Leitsatz (amtlich)
1. Das Rechtsschutzbedürfnis für eine Anfechtungs- oder Nichtigkeitsklage, die sich gegen einen Beschluss über eine Ausgliederung nach dem UmwG richtet, entfällt nicht deshalb, weil die Ausgliederung nach erfolgreicher Durchführung eines Unbedenklichkeitsverfahrens im Handelsregister eingetragen wird.
2.a) Die Zustimmung eines Mehrheitsgesellschafters zu einem Beschluss über die Ausgliederung zur Aufnahme verstößt gegen die gesellschaftsrechtliche Treuepflicht, wenn er nicht dafür Sorge trägt, dass der Gesellschaft in Form der vom übernehmenden Rechtsträger gewährten Anteile ein angemessener Gegenwert für das übertragene Vermögen zukommt.
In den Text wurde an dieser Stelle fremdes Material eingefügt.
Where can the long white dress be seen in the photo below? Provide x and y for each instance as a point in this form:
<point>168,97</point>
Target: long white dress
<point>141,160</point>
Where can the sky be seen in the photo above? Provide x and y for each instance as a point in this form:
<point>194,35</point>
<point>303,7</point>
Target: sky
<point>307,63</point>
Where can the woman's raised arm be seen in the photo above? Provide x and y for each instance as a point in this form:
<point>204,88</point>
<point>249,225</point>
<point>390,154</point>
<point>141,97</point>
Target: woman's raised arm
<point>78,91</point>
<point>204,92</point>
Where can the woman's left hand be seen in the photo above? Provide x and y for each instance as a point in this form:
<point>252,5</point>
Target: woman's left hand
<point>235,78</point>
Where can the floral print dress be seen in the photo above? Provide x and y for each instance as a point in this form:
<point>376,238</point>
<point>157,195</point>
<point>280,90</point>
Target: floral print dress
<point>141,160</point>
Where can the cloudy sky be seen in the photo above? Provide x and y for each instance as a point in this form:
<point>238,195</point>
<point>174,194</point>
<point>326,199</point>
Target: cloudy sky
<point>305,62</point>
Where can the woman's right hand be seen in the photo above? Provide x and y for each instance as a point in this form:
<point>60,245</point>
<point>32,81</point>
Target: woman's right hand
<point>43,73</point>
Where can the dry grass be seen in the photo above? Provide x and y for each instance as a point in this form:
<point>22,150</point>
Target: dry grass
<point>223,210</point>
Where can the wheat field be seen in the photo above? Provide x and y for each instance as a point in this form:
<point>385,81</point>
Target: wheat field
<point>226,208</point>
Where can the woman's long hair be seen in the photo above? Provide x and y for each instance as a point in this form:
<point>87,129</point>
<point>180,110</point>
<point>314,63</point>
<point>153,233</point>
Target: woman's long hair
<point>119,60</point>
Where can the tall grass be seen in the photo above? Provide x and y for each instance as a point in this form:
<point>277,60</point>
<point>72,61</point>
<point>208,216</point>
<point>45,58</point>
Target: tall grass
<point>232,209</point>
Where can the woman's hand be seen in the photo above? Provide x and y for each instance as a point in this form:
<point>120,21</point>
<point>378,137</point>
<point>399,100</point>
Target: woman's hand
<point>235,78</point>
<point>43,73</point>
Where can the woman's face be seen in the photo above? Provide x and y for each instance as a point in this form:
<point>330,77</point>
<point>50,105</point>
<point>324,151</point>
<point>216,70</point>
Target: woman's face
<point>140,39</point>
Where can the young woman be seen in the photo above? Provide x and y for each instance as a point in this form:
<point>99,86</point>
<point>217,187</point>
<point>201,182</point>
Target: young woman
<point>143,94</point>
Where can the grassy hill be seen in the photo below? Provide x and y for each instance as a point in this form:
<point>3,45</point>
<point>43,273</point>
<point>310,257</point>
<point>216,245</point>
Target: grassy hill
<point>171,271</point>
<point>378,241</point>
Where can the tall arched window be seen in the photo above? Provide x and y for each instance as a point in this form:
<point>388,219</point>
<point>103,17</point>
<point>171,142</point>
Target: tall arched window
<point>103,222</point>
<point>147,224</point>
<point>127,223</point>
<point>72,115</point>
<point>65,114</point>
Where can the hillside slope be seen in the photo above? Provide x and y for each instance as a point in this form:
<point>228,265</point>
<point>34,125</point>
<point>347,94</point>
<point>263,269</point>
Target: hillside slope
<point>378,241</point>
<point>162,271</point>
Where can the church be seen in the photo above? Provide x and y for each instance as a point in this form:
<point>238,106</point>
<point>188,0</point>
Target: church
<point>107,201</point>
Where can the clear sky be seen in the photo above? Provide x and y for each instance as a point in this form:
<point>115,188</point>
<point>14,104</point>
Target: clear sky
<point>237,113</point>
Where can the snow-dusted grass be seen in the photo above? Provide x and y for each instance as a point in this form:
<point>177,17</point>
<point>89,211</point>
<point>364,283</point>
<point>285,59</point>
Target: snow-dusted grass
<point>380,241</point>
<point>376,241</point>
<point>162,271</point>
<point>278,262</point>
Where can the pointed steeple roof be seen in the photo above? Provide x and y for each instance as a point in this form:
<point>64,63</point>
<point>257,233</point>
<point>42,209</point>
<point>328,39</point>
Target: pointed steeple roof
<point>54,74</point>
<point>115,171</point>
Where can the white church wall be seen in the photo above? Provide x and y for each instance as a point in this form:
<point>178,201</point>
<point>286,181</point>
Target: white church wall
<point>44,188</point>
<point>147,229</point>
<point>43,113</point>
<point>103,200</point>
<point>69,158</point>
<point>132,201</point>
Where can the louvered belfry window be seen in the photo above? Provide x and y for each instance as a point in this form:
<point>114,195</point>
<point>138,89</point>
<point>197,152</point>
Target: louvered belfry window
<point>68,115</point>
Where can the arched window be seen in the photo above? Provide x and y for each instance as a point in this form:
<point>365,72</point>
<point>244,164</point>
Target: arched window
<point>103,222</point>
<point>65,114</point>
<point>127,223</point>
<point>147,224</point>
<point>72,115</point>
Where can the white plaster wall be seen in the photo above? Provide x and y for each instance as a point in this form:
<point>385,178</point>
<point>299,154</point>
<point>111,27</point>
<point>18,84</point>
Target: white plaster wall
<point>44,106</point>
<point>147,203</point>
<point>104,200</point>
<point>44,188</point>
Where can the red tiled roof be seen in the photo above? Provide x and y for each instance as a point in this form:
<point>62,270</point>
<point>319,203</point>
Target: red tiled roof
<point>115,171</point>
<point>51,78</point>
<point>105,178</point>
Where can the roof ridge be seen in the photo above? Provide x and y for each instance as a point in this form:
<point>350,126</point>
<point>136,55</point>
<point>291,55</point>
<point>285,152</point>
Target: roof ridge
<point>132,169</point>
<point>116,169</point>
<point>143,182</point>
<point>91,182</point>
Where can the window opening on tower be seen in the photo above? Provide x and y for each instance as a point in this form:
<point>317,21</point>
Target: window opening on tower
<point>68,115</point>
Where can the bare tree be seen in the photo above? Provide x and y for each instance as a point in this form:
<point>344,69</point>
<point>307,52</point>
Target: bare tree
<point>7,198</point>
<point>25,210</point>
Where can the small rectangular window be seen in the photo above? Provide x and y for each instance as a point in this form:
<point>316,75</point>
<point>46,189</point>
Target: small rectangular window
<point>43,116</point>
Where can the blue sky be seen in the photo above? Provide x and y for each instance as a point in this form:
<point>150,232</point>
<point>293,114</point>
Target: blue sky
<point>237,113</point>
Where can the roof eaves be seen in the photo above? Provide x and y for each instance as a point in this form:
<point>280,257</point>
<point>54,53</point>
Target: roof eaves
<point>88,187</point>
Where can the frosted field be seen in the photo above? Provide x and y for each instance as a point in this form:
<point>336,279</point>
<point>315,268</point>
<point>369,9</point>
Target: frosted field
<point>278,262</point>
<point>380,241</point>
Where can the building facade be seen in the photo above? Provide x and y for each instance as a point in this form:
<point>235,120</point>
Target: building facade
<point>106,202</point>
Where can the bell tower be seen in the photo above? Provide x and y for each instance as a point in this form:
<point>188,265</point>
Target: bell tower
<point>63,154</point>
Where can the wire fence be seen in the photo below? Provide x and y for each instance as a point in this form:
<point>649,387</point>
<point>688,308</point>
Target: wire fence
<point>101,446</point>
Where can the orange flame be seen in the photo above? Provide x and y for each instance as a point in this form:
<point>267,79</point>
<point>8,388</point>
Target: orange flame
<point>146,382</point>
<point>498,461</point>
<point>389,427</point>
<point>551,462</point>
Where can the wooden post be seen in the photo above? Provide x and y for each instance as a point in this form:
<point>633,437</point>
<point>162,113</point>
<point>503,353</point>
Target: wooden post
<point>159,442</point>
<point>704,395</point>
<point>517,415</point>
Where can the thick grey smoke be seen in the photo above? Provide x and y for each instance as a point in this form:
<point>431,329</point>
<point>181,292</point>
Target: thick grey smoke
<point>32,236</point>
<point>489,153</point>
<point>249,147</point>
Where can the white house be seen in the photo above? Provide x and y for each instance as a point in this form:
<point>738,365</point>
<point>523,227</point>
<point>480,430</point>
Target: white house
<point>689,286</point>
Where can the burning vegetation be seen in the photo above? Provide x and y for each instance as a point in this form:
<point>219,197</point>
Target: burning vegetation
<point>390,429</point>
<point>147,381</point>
b) Da die für die Anteilsbemessung erforderliche Bewertung von Unternehmen oder Unternehmensteilen nach der Ertragswertmethode von einer Vielzahl von Prognosen und Wertungen abhängt, ist sie mit Unsicherheiten behaftet, angesichts derer innerhalb einer Bandbreite verschiedene Ergebnisse der Bewertung vertretbar sind. Werden die für die Anteilsbemessung erforderlichen Unternehmensbewertungen durch selbständige Wirtschaftsprüfer erstellt und durch weitere unabhängige Wirtschaftsprüfer gesondert geprüft, so kommt eine Verletzung der gesellschaftsrechtlichen Treuepflicht durch die Zustimmung zum Ausgliederungsbeschluss nur dann in Betracht, wenn der objektiv urteilende Mehrheitsgesellschafter Fehler der Bewertung oder der Prüfung hätte erkennen können.
c) Bei der prozessualen Aufklärung der gerügten Bewertungsmängel steht deshalb keine Neubewertung an, sondern nur eine Überprüfung daraufhin, ob die Mängel vorliegen und vom Mehrheitsgesellschafter erkannt werden mussten.
Verfahrensgang
LG Heilbronn (Urteil vom 24.01.2003; Aktenzeichen 21 O 308/01 KfH) |
Tenor
1. Die Berufung der Klägerin gegen das Urteil der 1. Kammer für Handelssachen des LG Heilbronn vom 24.1.2003 – 21 O 308/01 KfH – wird zurückgewiesen.
2. Die Klägerin trägt die Kosten des Berufungsverfahrens.
3. Dieses Urteil ist vorläufig vollstreckbar. Die Klägerin kann die Vollstreckung durch die Beklagte gegen Sicherheitsleistung i.H.v. 110 % des vollstreckbaren Betrags abwenden, wenn nicht die Beklagte vor der Vollstreckung Sicherheit i.H.v. 110 % des jeweils zu vollstreckenden Betrags leistet.
Streitwert des Berufungsverfahrens:
Bis zur Teilerledigung im Termin vom 29.10.2003: 100.000 Euro.
Danach: 75.000 Euro.
Gründe
A. Die Klägerin macht als Gesellschafterin der beklagten GmbH die Unwirksamkeit oder Nichtigkeit eines Ausgliederungsbeschlusses geltend, mit dem die Gesellschafterversammlung am 1.8.2001 beschlossen hat, einem Entwurf über einen Ausgliederungs- und Übernahmevertrag zuzustimmen, durch den das operative Geschäft der Beklagten mit einigen Ausnahmen zur Aufnahme durch die A. GmbH ausgegliedert wurde.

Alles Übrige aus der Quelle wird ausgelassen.